CHICAGO — Despite pricing uncertainties limiting capital markets activity, interest in seniors housing remains strong as investors seek higher yields from alternative asset classes, according to JLL’s Valuation Advisory group’s sixth annual Seniors Housing Investor Survey and Outlook.
Of the investors surveyed by the Chicago-based valuation group, 44 percent indicated they would increase their exposure to seniors housing in 2023, and 44 percent said they would make no change to their current investments.
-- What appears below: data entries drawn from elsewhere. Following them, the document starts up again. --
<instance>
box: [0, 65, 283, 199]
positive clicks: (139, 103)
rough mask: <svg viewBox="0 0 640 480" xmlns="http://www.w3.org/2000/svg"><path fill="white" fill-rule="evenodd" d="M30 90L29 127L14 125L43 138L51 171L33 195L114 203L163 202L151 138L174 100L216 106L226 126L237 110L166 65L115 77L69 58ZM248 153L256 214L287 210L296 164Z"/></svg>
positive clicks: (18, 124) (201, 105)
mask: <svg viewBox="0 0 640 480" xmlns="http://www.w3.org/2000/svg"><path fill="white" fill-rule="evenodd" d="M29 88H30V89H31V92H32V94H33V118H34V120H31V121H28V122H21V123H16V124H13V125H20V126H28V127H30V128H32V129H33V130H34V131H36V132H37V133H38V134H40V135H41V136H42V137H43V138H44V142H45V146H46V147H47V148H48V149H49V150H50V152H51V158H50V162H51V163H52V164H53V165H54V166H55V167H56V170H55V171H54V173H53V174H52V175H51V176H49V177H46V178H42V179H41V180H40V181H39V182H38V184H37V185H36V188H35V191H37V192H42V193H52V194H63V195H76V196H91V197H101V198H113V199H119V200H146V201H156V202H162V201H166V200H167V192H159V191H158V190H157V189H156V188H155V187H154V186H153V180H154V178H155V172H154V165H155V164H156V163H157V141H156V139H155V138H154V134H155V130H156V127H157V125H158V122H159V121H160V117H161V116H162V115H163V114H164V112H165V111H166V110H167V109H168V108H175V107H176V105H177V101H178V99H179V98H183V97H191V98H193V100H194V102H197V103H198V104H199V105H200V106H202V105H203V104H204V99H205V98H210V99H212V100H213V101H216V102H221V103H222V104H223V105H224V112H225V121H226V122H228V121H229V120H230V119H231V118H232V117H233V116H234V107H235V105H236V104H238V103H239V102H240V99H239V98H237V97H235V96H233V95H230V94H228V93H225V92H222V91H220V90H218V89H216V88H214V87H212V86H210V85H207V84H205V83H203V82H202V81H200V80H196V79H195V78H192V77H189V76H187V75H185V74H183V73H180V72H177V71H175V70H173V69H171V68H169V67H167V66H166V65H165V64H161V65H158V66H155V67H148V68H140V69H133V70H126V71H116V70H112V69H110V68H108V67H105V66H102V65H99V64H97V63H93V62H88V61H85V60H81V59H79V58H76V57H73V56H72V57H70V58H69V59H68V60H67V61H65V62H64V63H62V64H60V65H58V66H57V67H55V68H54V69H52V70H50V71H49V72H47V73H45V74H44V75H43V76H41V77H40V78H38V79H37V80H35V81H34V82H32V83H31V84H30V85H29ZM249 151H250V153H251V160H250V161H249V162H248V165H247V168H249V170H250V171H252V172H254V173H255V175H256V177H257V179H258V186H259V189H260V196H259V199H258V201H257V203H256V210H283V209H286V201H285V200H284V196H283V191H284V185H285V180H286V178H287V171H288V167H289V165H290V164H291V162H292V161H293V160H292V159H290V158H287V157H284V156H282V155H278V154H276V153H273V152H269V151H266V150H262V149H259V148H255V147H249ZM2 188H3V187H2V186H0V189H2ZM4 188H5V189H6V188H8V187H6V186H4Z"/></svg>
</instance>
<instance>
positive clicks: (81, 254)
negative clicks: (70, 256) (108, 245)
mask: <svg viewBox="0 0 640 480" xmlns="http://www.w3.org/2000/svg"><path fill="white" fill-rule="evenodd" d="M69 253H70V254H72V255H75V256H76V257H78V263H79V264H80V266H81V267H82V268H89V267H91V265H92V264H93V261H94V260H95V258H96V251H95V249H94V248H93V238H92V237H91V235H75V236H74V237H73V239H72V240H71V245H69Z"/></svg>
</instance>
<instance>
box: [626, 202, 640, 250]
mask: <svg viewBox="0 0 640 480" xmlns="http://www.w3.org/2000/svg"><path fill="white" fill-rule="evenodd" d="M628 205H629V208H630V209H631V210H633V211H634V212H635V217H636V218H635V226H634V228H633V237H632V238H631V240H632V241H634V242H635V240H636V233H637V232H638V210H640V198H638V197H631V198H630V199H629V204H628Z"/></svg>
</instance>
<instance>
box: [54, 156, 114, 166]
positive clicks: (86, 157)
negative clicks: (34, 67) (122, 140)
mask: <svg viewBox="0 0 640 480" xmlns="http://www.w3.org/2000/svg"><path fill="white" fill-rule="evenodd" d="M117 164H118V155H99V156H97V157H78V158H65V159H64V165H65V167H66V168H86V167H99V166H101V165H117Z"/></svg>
Only 12 percent of investors surveyed responded that they would decrease their exposure in 2023.
Investors are more bullish on the assisted living and skilled nursing segments of the sector this year, with 31 percent of respondents indicating they would invest in assisted living, up from 28 percent in 2022; and 26 percent of investors interested in skilled nursing, up from 17 percent the prior year.
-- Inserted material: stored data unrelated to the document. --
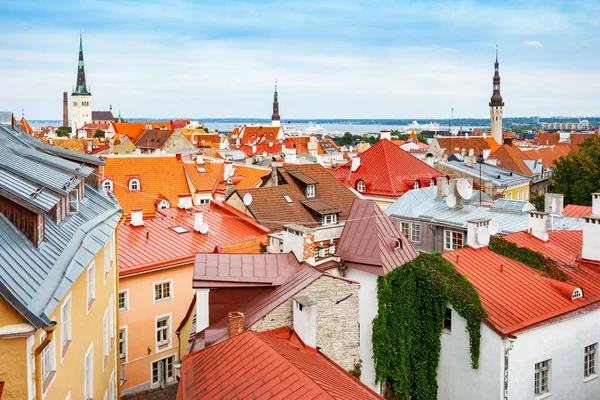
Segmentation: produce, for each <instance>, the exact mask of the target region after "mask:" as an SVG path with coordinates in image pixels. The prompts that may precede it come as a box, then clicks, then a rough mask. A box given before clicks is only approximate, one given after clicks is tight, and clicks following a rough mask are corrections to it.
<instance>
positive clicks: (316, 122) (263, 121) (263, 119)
mask: <svg viewBox="0 0 600 400" xmlns="http://www.w3.org/2000/svg"><path fill="white" fill-rule="evenodd" d="M170 119H189V120H192V121H201V122H202V123H204V125H205V126H206V127H208V128H209V129H210V130H211V131H212V130H215V129H218V130H220V131H231V130H233V128H235V127H236V126H238V125H240V126H241V125H244V124H250V123H264V124H270V123H271V120H269V119H260V118H190V117H178V118H127V120H128V121H130V122H144V121H168V120H170ZM586 119H587V120H589V121H590V123H591V124H592V125H594V126H597V125H598V124H599V123H600V117H589V118H586ZM413 121H415V120H414V119H321V120H319V119H291V120H289V121H288V120H282V121H281V124H282V125H283V124H287V123H288V122H290V123H292V124H293V125H294V126H295V128H296V129H304V128H306V127H308V126H309V125H311V124H312V125H316V124H319V125H320V126H321V127H322V128H324V129H325V130H327V131H328V132H341V133H343V132H350V133H353V134H365V133H378V132H380V131H381V130H382V129H390V130H391V129H403V128H404V129H405V128H406V127H407V126H408V125H410V124H411V123H412V122H413ZM416 121H417V122H418V123H419V124H422V125H427V124H430V123H432V122H437V123H438V124H440V129H442V130H446V129H447V128H448V125H449V123H450V125H451V129H452V130H453V131H457V130H459V129H460V128H461V127H462V128H463V129H472V128H476V127H477V128H480V127H484V128H485V127H489V126H490V120H489V118H454V119H453V120H452V121H449V120H441V119H437V120H424V119H422V120H416ZM551 121H561V122H577V121H579V118H558V117H556V118H540V117H517V118H504V120H503V123H504V125H505V126H507V127H508V126H511V125H512V124H528V125H537V124H539V123H540V122H551ZM29 123H30V124H31V125H32V126H33V127H34V128H39V127H40V126H47V125H52V126H60V124H62V121H61V120H31V121H29Z"/></svg>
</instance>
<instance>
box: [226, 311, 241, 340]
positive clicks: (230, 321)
mask: <svg viewBox="0 0 600 400" xmlns="http://www.w3.org/2000/svg"><path fill="white" fill-rule="evenodd" d="M227 316H228V317H229V337H234V336H237V335H239V334H241V333H244V313H241V312H239V311H232V312H230V313H228V314H227Z"/></svg>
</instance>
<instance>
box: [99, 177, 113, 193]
mask: <svg viewBox="0 0 600 400" xmlns="http://www.w3.org/2000/svg"><path fill="white" fill-rule="evenodd" d="M102 186H103V187H104V190H106V191H107V192H112V191H113V188H114V185H113V183H112V181H111V180H110V179H105V180H104V182H102Z"/></svg>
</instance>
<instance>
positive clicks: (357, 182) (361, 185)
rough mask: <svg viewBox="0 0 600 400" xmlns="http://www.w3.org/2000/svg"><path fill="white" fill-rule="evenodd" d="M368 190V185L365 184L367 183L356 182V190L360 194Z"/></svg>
mask: <svg viewBox="0 0 600 400" xmlns="http://www.w3.org/2000/svg"><path fill="white" fill-rule="evenodd" d="M366 189H367V185H366V184H365V181H362V180H361V181H358V182H356V190H358V191H359V192H360V193H362V192H364V191H365V190H366Z"/></svg>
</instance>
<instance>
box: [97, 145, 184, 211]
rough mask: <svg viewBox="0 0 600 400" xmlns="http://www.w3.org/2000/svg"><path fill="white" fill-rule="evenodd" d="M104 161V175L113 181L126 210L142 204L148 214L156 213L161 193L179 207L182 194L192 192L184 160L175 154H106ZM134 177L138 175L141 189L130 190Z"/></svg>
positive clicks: (169, 201)
mask: <svg viewBox="0 0 600 400" xmlns="http://www.w3.org/2000/svg"><path fill="white" fill-rule="evenodd" d="M105 161H106V165H105V166H104V178H106V179H109V180H111V181H112V182H113V194H114V195H115V196H116V198H117V200H119V203H120V204H121V207H122V208H123V210H124V211H125V213H126V214H129V213H130V212H131V209H132V208H141V209H143V210H144V215H145V216H153V215H155V214H156V207H155V205H154V201H155V200H156V198H157V197H158V196H159V195H162V196H164V197H165V198H166V199H168V200H169V202H170V203H171V207H177V204H178V202H179V195H180V194H189V193H190V188H189V186H188V183H187V180H186V178H185V173H184V171H183V163H182V162H181V160H179V159H178V158H177V157H176V156H175V155H161V156H146V155H144V156H139V155H134V156H114V157H105ZM133 178H136V179H139V181H140V185H141V189H140V190H137V191H135V190H129V181H130V180H131V179H133Z"/></svg>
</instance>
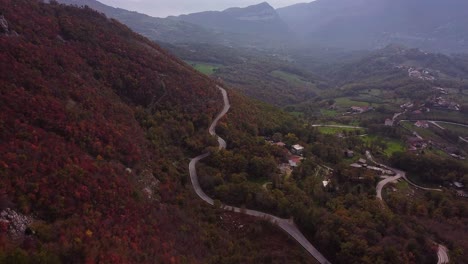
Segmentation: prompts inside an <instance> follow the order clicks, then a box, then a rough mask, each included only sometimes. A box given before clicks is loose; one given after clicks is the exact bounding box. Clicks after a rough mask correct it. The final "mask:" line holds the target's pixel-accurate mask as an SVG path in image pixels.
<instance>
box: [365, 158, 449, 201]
mask: <svg viewBox="0 0 468 264" xmlns="http://www.w3.org/2000/svg"><path fill="white" fill-rule="evenodd" d="M366 157H367V159H368V160H370V161H371V162H372V163H374V164H376V165H377V166H379V167H382V168H385V169H387V170H391V171H393V172H395V176H392V177H388V178H386V179H384V180H381V181H380V182H379V183H378V184H377V187H376V190H377V199H379V200H382V201H383V199H382V189H383V187H385V185H387V184H388V183H390V182H394V181H396V180H398V179H400V178H403V179H404V180H405V181H406V182H408V183H409V184H410V185H412V186H414V187H416V188H418V189H421V190H425V191H436V192H441V191H442V189H434V188H426V187H422V186H419V185H417V184H415V183H413V182H412V181H410V180H409V179H408V178H407V177H406V172H404V171H401V170H398V169H395V168H391V167H388V166H386V165H383V164H380V163H378V162H376V161H375V160H374V158H373V157H372V154H371V153H370V152H369V151H366Z"/></svg>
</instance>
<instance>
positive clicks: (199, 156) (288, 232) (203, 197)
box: [189, 86, 330, 264]
mask: <svg viewBox="0 0 468 264" xmlns="http://www.w3.org/2000/svg"><path fill="white" fill-rule="evenodd" d="M218 88H219V89H220V91H221V93H222V95H223V100H224V107H223V110H222V111H221V112H220V113H219V114H218V115H217V116H216V118H215V119H214V120H213V123H212V124H211V126H210V128H209V133H210V134H211V135H213V136H216V132H215V128H216V125H217V124H218V122H219V120H220V119H221V118H222V117H223V116H224V115H225V114H226V113H227V112H228V111H229V108H230V107H231V106H230V104H229V98H228V96H227V92H226V90H224V89H223V88H221V87H219V86H218ZM218 143H219V148H220V149H223V148H226V141H225V140H224V139H222V138H220V137H218ZM209 155H210V153H205V154H202V155H200V156H198V157H195V158H193V159H192V160H191V161H190V164H189V172H190V180H191V181H192V185H193V189H194V190H195V192H196V194H197V195H198V196H199V197H200V198H201V199H202V200H203V201H205V202H206V203H208V204H210V205H214V201H213V199H211V198H210V197H209V196H208V195H206V193H205V192H204V191H203V190H202V188H201V187H200V183H199V181H198V175H197V169H196V165H197V163H198V162H199V161H200V160H202V159H204V158H206V157H208V156H209ZM222 208H223V209H224V210H228V211H232V212H236V213H243V214H246V215H250V216H255V217H258V218H262V219H264V220H267V221H269V222H271V223H273V224H275V225H277V226H279V227H280V228H281V229H283V230H284V231H285V232H286V233H288V234H289V235H290V236H291V237H293V238H294V239H295V240H296V241H297V242H299V244H300V245H301V246H302V247H304V249H306V250H307V252H309V253H310V254H311V255H312V256H313V257H314V258H315V259H316V260H317V261H318V262H319V263H321V264H324V263H330V262H329V261H328V260H327V259H326V258H325V257H324V256H323V255H322V254H321V253H320V252H319V251H318V250H317V249H316V248H315V247H314V246H313V245H312V244H311V243H310V242H309V241H308V240H307V238H305V237H304V235H303V234H302V233H301V231H299V229H298V228H297V226H296V225H295V224H294V222H293V221H291V220H289V219H283V218H279V217H276V216H274V215H271V214H267V213H263V212H259V211H255V210H249V209H243V208H239V207H234V206H226V205H224V206H222Z"/></svg>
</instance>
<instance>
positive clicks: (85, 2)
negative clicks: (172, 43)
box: [58, 0, 221, 43]
mask: <svg viewBox="0 0 468 264" xmlns="http://www.w3.org/2000/svg"><path fill="white" fill-rule="evenodd" d="M58 2H59V3H64V4H69V5H75V6H88V7H90V8H92V9H94V10H97V11H99V12H102V13H104V14H105V15H106V16H108V17H111V18H114V19H117V20H118V21H120V22H121V23H123V24H125V25H127V26H128V27H130V28H131V29H132V30H134V31H135V32H138V33H140V34H142V35H143V36H146V37H148V38H149V39H152V40H155V41H162V42H169V43H178V42H199V43H218V42H221V39H220V38H219V36H217V35H216V34H215V33H214V32H212V31H210V30H207V29H205V28H203V27H200V26H197V25H195V24H191V23H187V22H184V21H178V20H173V19H164V18H157V17H151V16H148V15H145V14H141V13H138V12H132V11H128V10H125V9H121V8H114V7H111V6H108V5H105V4H102V3H101V2H98V1H96V0H58Z"/></svg>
“While there are certainly challenges in the current capital markets, the underlying fundamentals of the seniors housing sector remain strong,” says Brian Chandler, co-lead for the JLL Valuation Advisory seniors housing practice. “We’ve seen rising occupancy rates, rising rents and a very muted construction pipeline, which will drive demand through 2023 and beyond.”
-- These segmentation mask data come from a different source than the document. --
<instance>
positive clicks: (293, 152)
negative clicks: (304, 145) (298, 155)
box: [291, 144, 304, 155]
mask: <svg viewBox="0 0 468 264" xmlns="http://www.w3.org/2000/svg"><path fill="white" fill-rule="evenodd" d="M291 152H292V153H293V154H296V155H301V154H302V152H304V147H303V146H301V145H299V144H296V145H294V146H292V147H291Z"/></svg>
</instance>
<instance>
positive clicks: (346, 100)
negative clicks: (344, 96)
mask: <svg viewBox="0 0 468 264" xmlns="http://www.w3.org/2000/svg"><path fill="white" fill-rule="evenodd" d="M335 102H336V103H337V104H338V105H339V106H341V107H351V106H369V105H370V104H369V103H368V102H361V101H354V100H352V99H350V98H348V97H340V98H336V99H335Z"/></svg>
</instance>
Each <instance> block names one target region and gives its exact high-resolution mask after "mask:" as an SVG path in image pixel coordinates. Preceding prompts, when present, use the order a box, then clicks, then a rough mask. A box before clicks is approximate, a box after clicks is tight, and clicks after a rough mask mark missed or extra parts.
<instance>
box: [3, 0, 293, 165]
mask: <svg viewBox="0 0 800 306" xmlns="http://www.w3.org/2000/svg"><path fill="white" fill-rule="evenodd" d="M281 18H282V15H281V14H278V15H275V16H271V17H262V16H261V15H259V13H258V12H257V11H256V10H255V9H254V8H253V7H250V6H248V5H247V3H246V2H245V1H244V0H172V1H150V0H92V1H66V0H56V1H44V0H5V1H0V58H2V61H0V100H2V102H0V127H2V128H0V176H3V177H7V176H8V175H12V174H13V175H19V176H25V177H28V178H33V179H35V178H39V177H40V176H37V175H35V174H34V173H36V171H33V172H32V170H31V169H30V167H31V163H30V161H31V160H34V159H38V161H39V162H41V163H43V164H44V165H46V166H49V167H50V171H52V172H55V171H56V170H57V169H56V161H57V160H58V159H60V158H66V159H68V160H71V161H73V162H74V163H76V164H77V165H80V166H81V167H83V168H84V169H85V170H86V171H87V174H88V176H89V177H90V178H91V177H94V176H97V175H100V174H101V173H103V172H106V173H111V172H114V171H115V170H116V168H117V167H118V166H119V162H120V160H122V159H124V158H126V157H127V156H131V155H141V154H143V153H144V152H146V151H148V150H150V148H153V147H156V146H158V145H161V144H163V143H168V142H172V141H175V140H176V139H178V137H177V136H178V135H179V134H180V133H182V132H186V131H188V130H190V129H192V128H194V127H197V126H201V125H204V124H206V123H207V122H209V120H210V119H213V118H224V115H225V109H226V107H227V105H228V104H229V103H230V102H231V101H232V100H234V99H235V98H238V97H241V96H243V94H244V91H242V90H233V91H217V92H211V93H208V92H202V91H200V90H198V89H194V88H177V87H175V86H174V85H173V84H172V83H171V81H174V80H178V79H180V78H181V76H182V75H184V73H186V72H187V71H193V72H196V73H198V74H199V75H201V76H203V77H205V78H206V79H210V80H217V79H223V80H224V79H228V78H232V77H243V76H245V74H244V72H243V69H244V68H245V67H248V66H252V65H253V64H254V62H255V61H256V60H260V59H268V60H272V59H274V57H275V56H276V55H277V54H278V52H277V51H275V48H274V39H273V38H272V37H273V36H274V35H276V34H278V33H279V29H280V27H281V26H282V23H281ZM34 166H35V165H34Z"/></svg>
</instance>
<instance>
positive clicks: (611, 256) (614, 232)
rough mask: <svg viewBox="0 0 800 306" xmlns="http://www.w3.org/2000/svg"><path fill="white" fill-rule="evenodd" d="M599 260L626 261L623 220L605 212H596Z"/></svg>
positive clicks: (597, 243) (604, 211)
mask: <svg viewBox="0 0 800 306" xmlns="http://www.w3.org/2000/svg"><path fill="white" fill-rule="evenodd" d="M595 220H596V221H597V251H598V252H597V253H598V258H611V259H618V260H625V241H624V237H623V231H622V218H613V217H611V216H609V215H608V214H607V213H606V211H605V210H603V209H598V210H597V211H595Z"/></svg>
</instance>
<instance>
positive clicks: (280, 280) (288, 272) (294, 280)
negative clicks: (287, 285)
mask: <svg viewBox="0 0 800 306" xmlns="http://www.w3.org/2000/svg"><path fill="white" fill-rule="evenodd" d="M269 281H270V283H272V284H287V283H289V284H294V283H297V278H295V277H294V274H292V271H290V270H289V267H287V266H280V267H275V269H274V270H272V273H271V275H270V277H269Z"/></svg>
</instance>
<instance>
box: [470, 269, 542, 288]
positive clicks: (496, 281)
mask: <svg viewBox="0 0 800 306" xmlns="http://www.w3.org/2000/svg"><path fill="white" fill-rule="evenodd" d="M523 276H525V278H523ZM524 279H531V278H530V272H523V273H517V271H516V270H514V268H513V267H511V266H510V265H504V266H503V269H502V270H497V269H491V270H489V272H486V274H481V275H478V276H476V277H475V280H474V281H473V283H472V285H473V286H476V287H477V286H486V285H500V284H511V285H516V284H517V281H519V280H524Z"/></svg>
The survey also notes that, as institutional investors and core funds pull back in most sectors, private capital has taken an increasing market share with developers and owners seeking to enter the seniors housing space. Strong demographic tailwinds continue to drive demand and higher yields than other core asset classes drive investor demand.
“The 80-plus population in the U.S. is expected to grow by more than 50 percent in the coming decade compared to the overall population growing just 4.7 percent,” says Bryan Lockard, co-lead for the JLL Valuation Advisory seniors housing practice. “This underscores the enormous wave of pending demand for additional seniors housing and nursing care facilities, providing ample opportunity for developers, owners and investors in the sector long-term.”